This page explains how Arcade invokes your external logic at each stage of , how you configure extensions and hook points, and how ordering and failures are handled.
Hook points
Arcade defines three hook points. You do not create new ones, you configure behavior at the ones that exist:
Hook point
When it fires
What you can do
Access Hook
When listing tools for a user
Return an allow list or deny list to control which tools the user can see. Results are cached.
Pre-Execution Hook
Before each tool execution
Allow, deny, or modify the request (inputs, secrets, routing).
Post-Execution Hook
After tool execution completes
Allow, deny, or modify the output (e.g. PII redaction, content filtering).
You only need to implement the hook points you care about. If you only need post-execution filtering, you only implement the post-execution endpoint.
Extensions
A Webhook extension is the connection between Arcade and your webhook server. It stores:
Endpoint URLs for each hook point you implement (access, pre-execution, post-execution)
Authentication method (Bearer token or mTLS)
Timeout (default 5s), retry, and cache settings
Scope — bound to an organization or a specific project
One extension can serve multiple hook configurations. When you change a URL or rotate a credential, you update the extension once and every hook that uses it picks up the change.
Scoping
Scope
Who can use it
Use case
Organization
Any hook configuration in the organization
Company-wide compliance, access control
Project
Only hook configurations in that project
Project-specific validation or enrichment
Hook configurations
A hook configuration attaches an extension to a specific hook point and controls its behavior:
Hook point — Which of the three hooks to run at
Extension — Which extension to call (must be in scope)
Phase — before or after (organization hooks only; see execution order below)
Priority — Order within the same phase and extension scope (lower number = runs first)

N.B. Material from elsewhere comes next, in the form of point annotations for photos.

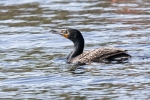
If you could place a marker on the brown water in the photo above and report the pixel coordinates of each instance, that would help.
(32, 60)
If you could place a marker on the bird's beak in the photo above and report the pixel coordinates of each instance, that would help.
(55, 32)
(59, 32)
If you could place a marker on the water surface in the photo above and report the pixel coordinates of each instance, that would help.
(32, 60)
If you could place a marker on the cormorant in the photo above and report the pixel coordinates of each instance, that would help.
(104, 54)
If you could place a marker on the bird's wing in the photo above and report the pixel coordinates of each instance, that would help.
(98, 54)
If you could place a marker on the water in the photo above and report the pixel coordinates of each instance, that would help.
(32, 60)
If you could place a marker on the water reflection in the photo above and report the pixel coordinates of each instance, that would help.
(32, 59)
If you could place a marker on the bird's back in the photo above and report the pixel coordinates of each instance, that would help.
(101, 55)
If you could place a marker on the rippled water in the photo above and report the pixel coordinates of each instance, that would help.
(32, 60)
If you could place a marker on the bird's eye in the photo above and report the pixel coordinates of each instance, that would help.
(65, 32)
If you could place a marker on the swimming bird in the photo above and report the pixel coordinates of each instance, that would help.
(103, 54)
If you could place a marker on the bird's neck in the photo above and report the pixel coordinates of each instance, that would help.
(78, 49)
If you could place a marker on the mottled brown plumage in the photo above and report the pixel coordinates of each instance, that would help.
(77, 56)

Failure mode — What happens when the webhook is unreachable
You can have multiple configurations on the same hook point (e.g. an organization access check and a project-level access check). They all run in a defined order.
Execution order
Hooks at both organization and project scope run together. Arcade executes them in this fixed order:
Organization before — Organization-scoped hook configs with phase before, ordered by priority
Project — Project-scoped hook configs, ordered by priority
Organization after — Organization-scoped hook configs with phase after, ordered by priority
Organization hooks have a phase setting (before or after) that controls whether they run before or after project hooks. Project hooks always run in the middle and do not have a phase setting.
Within each group, lower priority numbers run first. Each hook sees the accumulated result from all previous hooks (e.g. modified inputs from an earlier hook). Any denial stops the entire pipeline and the operation fails immediately.
Goal
Scope
Configuration
Company-wide check runs first
Organization
Phase: before (default)
Company-wide audit runs last
Organization
Phase: after
Project-specific validation
Project
No phase needed
Failure modes
When your webhook is unreachable (timeout, 5xx, connection error, etc), Arcade applies the hook’s failure mode:
Mode
Behavior
Fail closed
Block the operation. Use for security-critical checks (e.g. access control).
Fail open
Allow the operation to proceed. Use for non-critical enhancements (e.g. metrics, optional enrichment).
Set the failure mode per hook configuration. Timeout can be overridden per hook; otherwise the extension default applies.
Setting up in the Dashboard
You configure extensions and hook points from the Arcade Dashboard:
Create an extension — Navigate to Contextual Access, click Create Extension, fill in endpoint URLs, auth, scope, and timeout/retry settings.
Create a hook configuration — Navigate to Logic Extensions → Hook Points, click Create Hook Configuration, select the extension, hook point, phase, priority, and failure mode.